她给过自己一次机会,原本还是想要努力去伸手够一够的,可是现如今,她不知道还要怎么坚持下去。
就像秦伊说的那样,时焕不是她的全部,她也做不到为了时焕,不顾一切。
如果能就此打住,也许彼此间尚能留下些美好。
慕欢欢说完这句话后,停了许久,接着如释重负缓缓道:"时焕,我们离婚吧!"
这话如同一块巨石砸进湖面。惊起巨大的波澜。
时焕靠在树干上的身体晃动了一下,接着毫不犹豫咬牙切齿道:"休想!"
慕欢欢也懒得跟他争辩,也忘了原本给时焕拨电话的初衷,只是突然间觉得整个人很累很乏,什么都不想再去思考,也不想再管。
"你考虑一下吧,考虑清楚后再给我答复!"慕欢欢平静的说完,也不管时焕还有没有话,挂了电话。
她看向自己隆起的腹部,手掌轻轻的贴着,感受着掌心下微弱而有节奏的跳动,只觉得心脏处有一种闷痛感。
原本她是想跟时焕商量,黎家针对慕亚,威逼她给黎燃捐肾的事情,哪怕她已经做了决定,但他毕竟是她丈夫,也是孩子的父亲,也应该提前告知他。
可听了秦伊那些话,时焕仍旧对她缄默不提,慕欢欢就不想开口了,离婚两个字突然在脑海中打转,最后也就脱口而出。
说出来后,反而感觉整个人都轻松了,她不再对时焕负有罪恶感,不再对慕家负有愧疚感。唯一觉得对不起的,大概就是肚子里的尚在成长的小生命。
电话被挂断后,时焕猛抽了两口烟,漆黑的眸子一沉,快速的朝医院的停车场方向走去,原本要近四十分钟的车程,用了不到三十分钟,就到了慕家的别墅外。
已经是晚上十点半过了,时焕看着慕欢欢房间所在的位置,房间的灯还亮着,他从烟盒里抽出一根烟点上,一边抽着一边注视着慕欢欢房间的落地窗。
抽了一根又一根,等到房间的灯灭了,偌大的别墅安静了下来,时焕才打开车门下车。
他走到别墅的后方,轻轻一跃,手扒在了墙上,雄健的长腿网上瞪了两下,便轻松的跳了进去。
手心传来刺痛感,他垂眸看了眼已经血肉模糊的掌心。

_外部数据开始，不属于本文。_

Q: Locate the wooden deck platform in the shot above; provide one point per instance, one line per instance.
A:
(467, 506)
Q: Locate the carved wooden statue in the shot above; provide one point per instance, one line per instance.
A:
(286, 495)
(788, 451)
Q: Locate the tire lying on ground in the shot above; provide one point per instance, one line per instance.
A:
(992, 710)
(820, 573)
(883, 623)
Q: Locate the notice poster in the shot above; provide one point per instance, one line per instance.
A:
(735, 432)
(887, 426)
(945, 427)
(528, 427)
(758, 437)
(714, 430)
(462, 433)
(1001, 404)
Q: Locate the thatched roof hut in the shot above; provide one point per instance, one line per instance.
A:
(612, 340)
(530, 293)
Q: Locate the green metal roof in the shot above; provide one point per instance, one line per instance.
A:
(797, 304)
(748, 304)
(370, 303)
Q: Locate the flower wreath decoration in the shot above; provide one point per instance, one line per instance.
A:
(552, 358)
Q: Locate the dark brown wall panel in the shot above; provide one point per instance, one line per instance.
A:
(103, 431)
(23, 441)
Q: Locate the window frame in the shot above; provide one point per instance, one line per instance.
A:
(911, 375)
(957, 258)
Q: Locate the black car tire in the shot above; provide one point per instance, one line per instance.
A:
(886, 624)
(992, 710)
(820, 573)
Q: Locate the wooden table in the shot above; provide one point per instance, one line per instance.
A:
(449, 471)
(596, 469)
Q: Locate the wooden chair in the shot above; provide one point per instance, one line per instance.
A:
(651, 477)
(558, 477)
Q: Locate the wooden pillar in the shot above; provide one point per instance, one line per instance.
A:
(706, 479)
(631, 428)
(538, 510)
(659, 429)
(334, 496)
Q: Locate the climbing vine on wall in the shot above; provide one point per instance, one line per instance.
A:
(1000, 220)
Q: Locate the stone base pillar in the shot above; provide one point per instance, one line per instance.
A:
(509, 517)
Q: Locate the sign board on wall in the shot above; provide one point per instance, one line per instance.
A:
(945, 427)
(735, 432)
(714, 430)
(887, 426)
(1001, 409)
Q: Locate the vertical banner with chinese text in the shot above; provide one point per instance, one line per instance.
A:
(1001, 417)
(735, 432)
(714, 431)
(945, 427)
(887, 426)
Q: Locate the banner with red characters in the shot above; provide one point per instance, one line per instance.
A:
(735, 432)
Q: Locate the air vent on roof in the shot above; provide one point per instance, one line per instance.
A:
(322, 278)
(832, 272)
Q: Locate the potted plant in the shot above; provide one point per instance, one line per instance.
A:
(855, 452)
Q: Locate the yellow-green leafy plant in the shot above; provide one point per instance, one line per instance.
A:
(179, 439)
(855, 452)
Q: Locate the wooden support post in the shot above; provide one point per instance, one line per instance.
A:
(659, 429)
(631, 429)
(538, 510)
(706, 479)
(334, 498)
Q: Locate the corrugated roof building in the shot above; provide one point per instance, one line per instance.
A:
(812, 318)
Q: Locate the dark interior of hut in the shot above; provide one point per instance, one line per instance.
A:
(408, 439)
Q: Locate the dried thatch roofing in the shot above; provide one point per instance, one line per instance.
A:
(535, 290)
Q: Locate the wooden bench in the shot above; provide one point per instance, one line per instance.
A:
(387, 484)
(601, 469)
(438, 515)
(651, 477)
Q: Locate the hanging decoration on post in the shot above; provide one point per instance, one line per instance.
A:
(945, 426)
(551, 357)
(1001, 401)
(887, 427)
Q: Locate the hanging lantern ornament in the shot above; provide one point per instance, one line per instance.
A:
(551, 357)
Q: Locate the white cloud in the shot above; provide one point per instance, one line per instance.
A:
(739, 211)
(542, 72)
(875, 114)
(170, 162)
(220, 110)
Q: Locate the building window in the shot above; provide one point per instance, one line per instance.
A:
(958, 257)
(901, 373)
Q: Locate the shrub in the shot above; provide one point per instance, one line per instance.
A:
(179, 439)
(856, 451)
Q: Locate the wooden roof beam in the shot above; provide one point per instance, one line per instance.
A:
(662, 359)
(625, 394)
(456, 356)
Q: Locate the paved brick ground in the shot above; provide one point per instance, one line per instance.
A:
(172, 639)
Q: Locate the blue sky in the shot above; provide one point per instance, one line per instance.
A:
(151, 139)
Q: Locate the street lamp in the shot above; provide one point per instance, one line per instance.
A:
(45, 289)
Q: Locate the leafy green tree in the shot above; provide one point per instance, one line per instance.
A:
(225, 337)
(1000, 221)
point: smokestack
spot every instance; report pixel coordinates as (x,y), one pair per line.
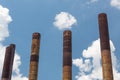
(105,47)
(34,59)
(8,62)
(67,55)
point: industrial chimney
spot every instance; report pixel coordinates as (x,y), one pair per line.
(67,55)
(105,47)
(8,62)
(34,59)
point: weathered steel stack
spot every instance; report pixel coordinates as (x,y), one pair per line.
(34,59)
(8,62)
(67,55)
(105,47)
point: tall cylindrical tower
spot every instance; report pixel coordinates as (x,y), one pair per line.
(8,62)
(67,55)
(105,47)
(34,59)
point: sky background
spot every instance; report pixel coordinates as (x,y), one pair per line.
(20,18)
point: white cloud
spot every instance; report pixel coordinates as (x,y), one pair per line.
(115,3)
(64,20)
(90,64)
(5,19)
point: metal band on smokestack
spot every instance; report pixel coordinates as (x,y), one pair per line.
(34,59)
(67,55)
(105,47)
(8,62)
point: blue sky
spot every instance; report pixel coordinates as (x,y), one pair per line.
(28,16)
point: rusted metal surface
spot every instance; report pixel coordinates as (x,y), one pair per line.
(34,59)
(67,55)
(8,62)
(105,47)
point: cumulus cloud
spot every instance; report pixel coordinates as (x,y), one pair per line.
(64,20)
(5,19)
(90,63)
(115,3)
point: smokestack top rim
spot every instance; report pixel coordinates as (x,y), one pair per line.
(36,34)
(102,15)
(13,45)
(67,31)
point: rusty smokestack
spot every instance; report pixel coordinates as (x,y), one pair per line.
(34,59)
(67,55)
(105,47)
(8,62)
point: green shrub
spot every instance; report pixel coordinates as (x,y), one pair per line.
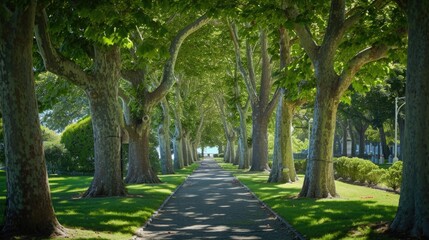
(155,162)
(340,166)
(49,135)
(393,176)
(355,169)
(374,177)
(57,157)
(300,165)
(79,141)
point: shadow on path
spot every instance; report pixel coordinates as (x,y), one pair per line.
(212,204)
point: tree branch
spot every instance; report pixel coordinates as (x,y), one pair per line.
(367,55)
(133,76)
(265,87)
(168,73)
(125,101)
(272,104)
(54,61)
(334,31)
(250,89)
(304,34)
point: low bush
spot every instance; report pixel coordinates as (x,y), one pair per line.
(57,157)
(79,141)
(374,177)
(300,165)
(354,169)
(393,176)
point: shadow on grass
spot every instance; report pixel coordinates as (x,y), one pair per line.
(352,216)
(111,214)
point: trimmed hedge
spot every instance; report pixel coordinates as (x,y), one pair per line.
(364,171)
(354,169)
(57,157)
(78,140)
(300,165)
(393,176)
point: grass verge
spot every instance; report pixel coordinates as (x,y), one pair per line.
(355,215)
(104,218)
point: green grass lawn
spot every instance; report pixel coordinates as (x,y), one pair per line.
(348,217)
(104,218)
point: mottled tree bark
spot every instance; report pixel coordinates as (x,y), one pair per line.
(139,166)
(283,164)
(164,140)
(101,87)
(353,138)
(361,127)
(103,101)
(385,149)
(261,103)
(412,217)
(185,149)
(29,210)
(319,178)
(344,125)
(150,99)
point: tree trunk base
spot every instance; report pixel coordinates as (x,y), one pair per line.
(94,192)
(51,230)
(141,179)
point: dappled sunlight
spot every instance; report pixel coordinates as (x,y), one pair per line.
(220,207)
(324,218)
(104,218)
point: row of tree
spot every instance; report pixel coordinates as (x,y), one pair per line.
(83,44)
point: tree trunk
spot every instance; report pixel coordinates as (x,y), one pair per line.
(101,87)
(230,146)
(353,140)
(185,151)
(401,123)
(178,135)
(384,148)
(178,154)
(319,176)
(165,151)
(164,140)
(243,152)
(345,136)
(283,163)
(139,167)
(412,217)
(361,129)
(103,100)
(259,142)
(29,208)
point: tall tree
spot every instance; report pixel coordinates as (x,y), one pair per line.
(331,83)
(412,217)
(101,87)
(230,134)
(164,139)
(139,170)
(261,102)
(294,93)
(29,210)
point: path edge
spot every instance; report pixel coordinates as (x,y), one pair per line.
(139,232)
(298,235)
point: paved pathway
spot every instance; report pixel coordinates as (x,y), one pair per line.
(212,204)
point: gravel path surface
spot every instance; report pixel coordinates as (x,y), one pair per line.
(212,204)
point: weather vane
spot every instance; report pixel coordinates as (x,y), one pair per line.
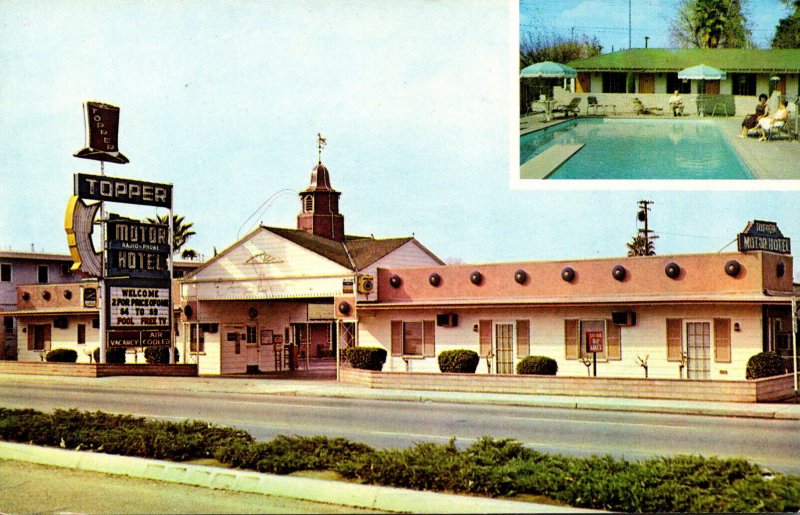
(321,142)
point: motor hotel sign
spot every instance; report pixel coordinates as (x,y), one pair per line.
(761,235)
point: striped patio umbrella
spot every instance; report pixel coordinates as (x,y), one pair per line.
(548,70)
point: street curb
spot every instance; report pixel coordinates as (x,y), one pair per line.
(317,490)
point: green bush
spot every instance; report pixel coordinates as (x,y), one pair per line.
(494,467)
(159,355)
(113,355)
(537,365)
(459,360)
(366,358)
(62,356)
(765,364)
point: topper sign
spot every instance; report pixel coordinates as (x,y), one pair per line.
(765,236)
(126,191)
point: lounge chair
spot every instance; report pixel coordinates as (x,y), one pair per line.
(641,109)
(567,109)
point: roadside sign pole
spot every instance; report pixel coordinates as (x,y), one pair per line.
(101,289)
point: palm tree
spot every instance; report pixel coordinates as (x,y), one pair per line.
(638,247)
(181,231)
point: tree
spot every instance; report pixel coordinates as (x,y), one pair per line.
(638,247)
(181,231)
(787,34)
(710,24)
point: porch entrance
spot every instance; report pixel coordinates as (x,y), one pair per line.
(698,350)
(504,348)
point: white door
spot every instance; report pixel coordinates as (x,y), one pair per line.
(504,348)
(698,350)
(234,355)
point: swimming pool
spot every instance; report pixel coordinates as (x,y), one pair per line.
(639,149)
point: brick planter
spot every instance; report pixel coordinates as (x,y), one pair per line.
(759,390)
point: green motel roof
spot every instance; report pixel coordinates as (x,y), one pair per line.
(667,60)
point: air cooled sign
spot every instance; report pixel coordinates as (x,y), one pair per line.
(761,235)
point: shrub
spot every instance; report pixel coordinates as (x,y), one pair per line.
(366,358)
(765,364)
(113,355)
(62,356)
(537,365)
(459,360)
(159,355)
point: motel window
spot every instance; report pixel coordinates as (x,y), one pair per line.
(414,339)
(743,84)
(38,336)
(197,339)
(615,82)
(673,83)
(252,334)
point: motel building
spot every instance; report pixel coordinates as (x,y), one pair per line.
(651,74)
(279,298)
(695,316)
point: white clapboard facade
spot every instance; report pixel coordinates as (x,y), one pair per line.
(278,291)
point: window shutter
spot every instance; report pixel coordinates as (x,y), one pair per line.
(428,338)
(523,338)
(485,333)
(572,340)
(674,337)
(722,340)
(397,338)
(613,341)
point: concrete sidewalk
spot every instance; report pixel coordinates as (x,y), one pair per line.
(323,491)
(332,389)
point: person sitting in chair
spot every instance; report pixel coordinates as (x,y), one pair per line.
(767,122)
(676,104)
(751,120)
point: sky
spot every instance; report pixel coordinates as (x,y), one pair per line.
(224,100)
(607,20)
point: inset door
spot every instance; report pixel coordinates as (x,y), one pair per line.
(504,348)
(698,350)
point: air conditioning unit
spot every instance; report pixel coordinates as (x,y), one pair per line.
(366,283)
(447,320)
(626,318)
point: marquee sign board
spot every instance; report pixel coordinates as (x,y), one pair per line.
(125,191)
(765,236)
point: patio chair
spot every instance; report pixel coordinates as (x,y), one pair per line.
(641,109)
(567,109)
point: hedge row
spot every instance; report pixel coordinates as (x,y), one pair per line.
(494,467)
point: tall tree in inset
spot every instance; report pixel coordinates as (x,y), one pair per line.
(710,24)
(787,34)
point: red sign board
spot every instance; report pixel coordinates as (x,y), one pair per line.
(594,341)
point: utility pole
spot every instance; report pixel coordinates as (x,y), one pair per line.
(646,233)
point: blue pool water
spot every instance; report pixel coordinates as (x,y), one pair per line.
(639,149)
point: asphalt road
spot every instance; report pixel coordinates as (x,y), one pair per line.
(392,424)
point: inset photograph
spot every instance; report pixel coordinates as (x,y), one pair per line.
(658,90)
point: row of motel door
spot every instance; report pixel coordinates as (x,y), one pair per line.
(698,349)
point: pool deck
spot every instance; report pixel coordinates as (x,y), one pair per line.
(769,160)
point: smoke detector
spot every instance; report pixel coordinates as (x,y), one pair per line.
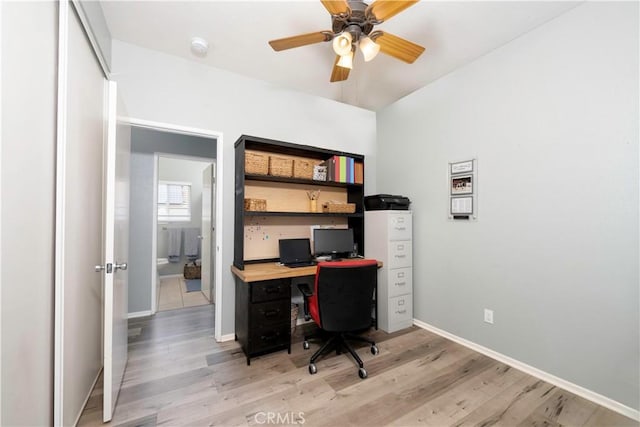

被墙上的玻璃渣划的,抬头看了眼慕欢欢房间的阳台,他把手心的血在黑色的羽绒服上蹭干净了,才扒着墙角,借着力道爬了上去。
时焕知道慕欢欢睡觉没有将窗户关死的习惯。她习惯性会留一条缝隙,所以时焕上到阳台后,轻轻的退了下落地玻璃门,就悄无声息的进了慕欢欢的房间。
房间里没开灯,只有外边隔着窗帘照进来的光纤,并不怎么亮,但足以让时焕看清房间的布置,毫无障碍的走到了床边。
床上,慕欢欢侧着身子蜷缩成一团,紧闭的眼睛上面。眉心依旧皱着没有舒展,双唇紧抿,如同一只没有安全感的小兽。